この悪循環のサイクルができてしまうと、便秘は恐ろしいほどに悪化してしまいます。

 

便秘薬で疲れ切った腸はどうなってる?

さて、長年の便秘薬の常用・乱用で腸がとことん疲れきってしまうと、腸はどんな状態になってしまうのかというと・・・本来なら、きれいなピンク色をしているはずの腸壁が黒ずんで、しかも腸自体の弾力もなくなってしまいます。

 

腸のぜん動運動というのは、腸に弾力があって、しっかりと収縮運動ができてこそ正常に機能するものなので、のびきって弾力を失った腸では、もう上手にぜん動運動をする力さえ出せないのです。

 

市販の便秘薬は悪者か?

ここまで聞くと、市販の便秘薬がすごい悪者のようにも思えてきますが、まず市販の便秘薬というのは、「完全な悪者」というわけではありません。
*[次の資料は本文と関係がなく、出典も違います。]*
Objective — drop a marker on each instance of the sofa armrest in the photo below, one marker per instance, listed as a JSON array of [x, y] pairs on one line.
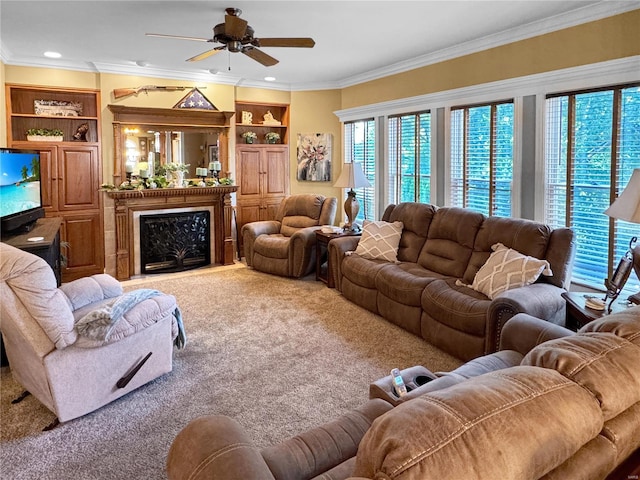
[[86, 290], [523, 332], [213, 447], [316, 451], [337, 248], [251, 231], [540, 300]]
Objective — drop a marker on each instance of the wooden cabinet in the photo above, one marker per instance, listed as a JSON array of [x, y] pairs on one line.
[[70, 170], [263, 181], [257, 111]]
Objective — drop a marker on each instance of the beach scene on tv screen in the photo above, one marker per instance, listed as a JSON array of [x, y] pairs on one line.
[[19, 182]]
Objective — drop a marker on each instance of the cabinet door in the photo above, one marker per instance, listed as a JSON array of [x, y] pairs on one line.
[[276, 171], [270, 208], [79, 174], [249, 163], [49, 179], [85, 250]]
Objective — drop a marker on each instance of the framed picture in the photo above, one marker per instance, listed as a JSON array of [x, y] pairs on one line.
[[213, 153], [314, 157]]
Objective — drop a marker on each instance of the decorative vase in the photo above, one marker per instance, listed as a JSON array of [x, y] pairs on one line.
[[179, 179]]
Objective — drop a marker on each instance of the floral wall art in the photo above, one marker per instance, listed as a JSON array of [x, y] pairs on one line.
[[314, 157]]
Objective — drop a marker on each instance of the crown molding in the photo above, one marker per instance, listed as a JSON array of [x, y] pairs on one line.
[[566, 20], [586, 76], [579, 16]]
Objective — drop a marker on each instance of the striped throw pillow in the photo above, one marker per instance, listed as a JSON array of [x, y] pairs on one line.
[[380, 240], [506, 269]]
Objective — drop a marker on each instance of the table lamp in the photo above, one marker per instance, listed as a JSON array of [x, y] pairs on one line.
[[627, 207], [351, 177]]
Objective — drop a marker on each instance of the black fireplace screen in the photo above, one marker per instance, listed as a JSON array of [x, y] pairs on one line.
[[172, 242]]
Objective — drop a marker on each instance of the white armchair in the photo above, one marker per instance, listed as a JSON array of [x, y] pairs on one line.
[[75, 371]]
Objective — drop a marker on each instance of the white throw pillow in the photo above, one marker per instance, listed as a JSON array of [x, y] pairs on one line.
[[506, 269], [380, 240]]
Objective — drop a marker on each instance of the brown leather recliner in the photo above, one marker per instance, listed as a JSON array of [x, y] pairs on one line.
[[286, 246]]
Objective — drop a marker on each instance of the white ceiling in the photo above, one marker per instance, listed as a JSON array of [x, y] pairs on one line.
[[355, 40]]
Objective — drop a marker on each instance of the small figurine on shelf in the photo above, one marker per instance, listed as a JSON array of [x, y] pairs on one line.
[[249, 137], [269, 119], [202, 173], [215, 168], [81, 133]]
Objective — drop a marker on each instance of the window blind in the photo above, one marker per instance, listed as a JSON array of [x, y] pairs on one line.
[[409, 154], [359, 147], [592, 145], [482, 157]]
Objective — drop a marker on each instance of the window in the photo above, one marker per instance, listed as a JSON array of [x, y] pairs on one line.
[[592, 146], [482, 158], [410, 158], [359, 147]]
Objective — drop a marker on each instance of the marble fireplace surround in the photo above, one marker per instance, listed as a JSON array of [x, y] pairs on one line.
[[128, 205]]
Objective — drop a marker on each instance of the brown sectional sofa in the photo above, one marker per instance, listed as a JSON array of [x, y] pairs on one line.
[[550, 405], [440, 246]]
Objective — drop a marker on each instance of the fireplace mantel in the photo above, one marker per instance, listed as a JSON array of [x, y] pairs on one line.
[[128, 201]]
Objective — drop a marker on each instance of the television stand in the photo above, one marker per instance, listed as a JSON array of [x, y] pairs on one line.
[[48, 248]]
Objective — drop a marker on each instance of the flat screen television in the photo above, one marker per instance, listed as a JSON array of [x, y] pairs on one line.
[[20, 192]]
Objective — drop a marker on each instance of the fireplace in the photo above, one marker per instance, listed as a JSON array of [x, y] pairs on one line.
[[172, 242]]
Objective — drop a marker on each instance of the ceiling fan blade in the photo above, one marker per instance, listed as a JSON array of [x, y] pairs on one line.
[[206, 54], [235, 27], [180, 37], [285, 42], [259, 56]]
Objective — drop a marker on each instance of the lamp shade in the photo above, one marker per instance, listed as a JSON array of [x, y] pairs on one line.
[[352, 176], [627, 205]]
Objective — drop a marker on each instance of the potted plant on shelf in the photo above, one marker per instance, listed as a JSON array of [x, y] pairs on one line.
[[44, 135], [249, 137], [272, 137]]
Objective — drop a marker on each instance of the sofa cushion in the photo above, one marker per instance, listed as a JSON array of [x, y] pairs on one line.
[[306, 205], [526, 236], [506, 269], [405, 282], [487, 427], [292, 224], [32, 281], [450, 241], [602, 363], [142, 315], [458, 307], [272, 246], [362, 271], [416, 218], [625, 324], [380, 240]]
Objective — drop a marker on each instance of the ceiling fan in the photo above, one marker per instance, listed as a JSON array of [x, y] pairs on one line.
[[236, 35]]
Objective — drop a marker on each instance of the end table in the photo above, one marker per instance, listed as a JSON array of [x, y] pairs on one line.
[[322, 247], [579, 315]]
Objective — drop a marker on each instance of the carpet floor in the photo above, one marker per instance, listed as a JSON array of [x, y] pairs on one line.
[[281, 356]]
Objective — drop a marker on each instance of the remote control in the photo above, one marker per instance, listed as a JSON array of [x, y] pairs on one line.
[[398, 383]]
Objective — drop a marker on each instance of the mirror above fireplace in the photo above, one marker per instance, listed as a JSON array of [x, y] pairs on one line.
[[173, 134]]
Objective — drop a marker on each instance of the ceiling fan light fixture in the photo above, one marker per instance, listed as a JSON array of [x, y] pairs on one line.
[[234, 46]]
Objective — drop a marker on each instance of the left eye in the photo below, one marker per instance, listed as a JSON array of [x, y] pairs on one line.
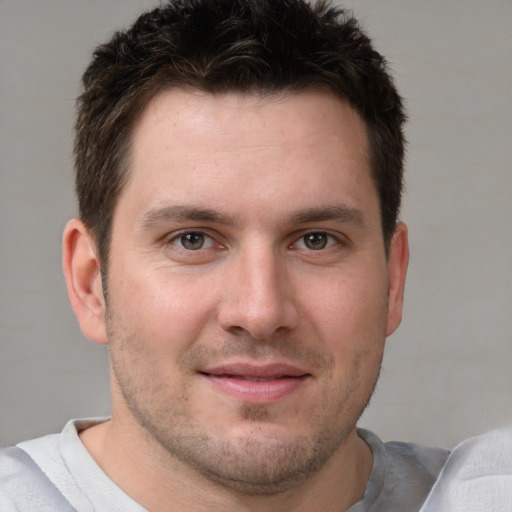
[[315, 241], [193, 241]]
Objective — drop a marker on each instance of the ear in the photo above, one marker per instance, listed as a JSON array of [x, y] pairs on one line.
[[397, 269], [83, 280]]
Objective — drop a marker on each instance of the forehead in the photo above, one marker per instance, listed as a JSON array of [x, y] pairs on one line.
[[287, 148]]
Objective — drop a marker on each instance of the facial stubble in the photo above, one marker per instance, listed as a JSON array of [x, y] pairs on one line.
[[266, 460]]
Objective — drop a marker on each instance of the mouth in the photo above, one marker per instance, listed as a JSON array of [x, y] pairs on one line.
[[256, 384]]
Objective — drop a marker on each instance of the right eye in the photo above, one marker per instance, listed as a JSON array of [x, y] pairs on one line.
[[193, 241]]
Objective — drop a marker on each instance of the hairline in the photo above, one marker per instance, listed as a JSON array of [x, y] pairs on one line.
[[145, 100]]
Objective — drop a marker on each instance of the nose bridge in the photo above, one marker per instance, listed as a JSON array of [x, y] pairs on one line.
[[258, 298]]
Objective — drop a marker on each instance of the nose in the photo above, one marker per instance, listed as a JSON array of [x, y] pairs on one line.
[[258, 297]]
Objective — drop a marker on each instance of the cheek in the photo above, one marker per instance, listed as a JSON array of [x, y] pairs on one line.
[[161, 308], [349, 309]]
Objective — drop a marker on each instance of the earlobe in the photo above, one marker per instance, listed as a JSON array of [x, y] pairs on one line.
[[81, 267], [397, 265]]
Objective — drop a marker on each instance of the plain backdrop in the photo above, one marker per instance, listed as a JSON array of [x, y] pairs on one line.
[[446, 373]]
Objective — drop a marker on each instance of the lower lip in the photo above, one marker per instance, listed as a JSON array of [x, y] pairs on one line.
[[257, 392]]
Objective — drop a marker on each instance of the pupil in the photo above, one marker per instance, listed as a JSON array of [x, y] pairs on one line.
[[192, 241], [315, 240]]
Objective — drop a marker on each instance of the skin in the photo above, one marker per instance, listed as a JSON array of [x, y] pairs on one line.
[[249, 299]]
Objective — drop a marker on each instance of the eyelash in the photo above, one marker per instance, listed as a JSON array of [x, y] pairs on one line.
[[331, 240]]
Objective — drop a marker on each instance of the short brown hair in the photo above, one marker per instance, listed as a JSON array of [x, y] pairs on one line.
[[261, 46]]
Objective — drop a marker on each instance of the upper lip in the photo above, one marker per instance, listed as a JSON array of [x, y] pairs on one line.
[[244, 370]]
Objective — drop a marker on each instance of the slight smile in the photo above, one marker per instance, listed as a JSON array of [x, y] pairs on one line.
[[257, 384]]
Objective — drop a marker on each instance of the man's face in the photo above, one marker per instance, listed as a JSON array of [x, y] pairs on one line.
[[248, 284]]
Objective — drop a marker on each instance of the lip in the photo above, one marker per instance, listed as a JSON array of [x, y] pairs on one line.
[[256, 384]]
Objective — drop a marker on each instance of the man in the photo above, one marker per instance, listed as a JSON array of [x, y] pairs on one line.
[[239, 173]]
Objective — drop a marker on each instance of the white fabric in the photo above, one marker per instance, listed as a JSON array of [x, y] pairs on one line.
[[477, 477], [56, 473]]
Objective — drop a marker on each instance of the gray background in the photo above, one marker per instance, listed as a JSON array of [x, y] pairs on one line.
[[446, 373]]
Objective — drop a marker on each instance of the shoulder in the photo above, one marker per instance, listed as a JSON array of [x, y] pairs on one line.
[[400, 456], [23, 484], [477, 476], [402, 475]]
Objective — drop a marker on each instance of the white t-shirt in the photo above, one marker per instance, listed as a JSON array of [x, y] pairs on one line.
[[477, 476], [56, 473]]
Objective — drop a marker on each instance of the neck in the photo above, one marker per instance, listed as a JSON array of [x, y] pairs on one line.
[[155, 479]]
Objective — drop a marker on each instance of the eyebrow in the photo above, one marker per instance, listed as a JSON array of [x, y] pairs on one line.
[[339, 212], [177, 213]]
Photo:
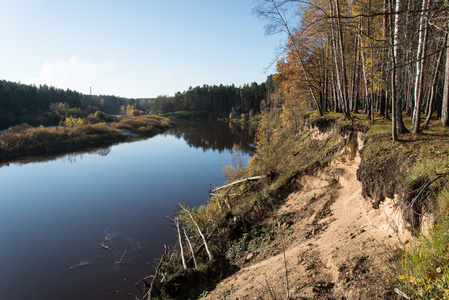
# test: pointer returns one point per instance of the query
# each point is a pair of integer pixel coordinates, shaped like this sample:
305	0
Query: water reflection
57	211
216	136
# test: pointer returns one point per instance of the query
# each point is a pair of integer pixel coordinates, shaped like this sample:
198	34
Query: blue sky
134	48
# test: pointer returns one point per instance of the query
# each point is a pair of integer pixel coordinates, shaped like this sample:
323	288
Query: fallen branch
184	265
103	244
191	248
121	258
237	182
150	290
199	231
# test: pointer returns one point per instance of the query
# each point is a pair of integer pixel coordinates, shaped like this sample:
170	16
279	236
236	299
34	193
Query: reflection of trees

あくまで、「使い方によっては、恐ろしい悪者にもなってしまうことがある」という存在なんですよ。

 

市販の便秘薬は、たとえば環境の変化などによる一過性の急性便秘を乗り切るのには役立ちますし、「たまに便秘薬のお世話になっている」というくらいの使用なら、腸が回復する時間もあるので、これもそれほど大きな問題ではありませんよ。この程度のレベルなら、市販の便秘薬は悪者どころか、「それなりに役に立っている」と言えます。

 

問題は「もう何年も便秘薬が手放せない」という、異常な長期間の常用や、「普通の量では効かない」という、飲みすぎの状態になってしまった場合です。

 

こうなるともう、民間レベルの便秘解消ノウハウだけで対処できるレベルを超えています。悪循環を断ち切るためには、本格的な医師の指導・治療を受けるしか手はありません。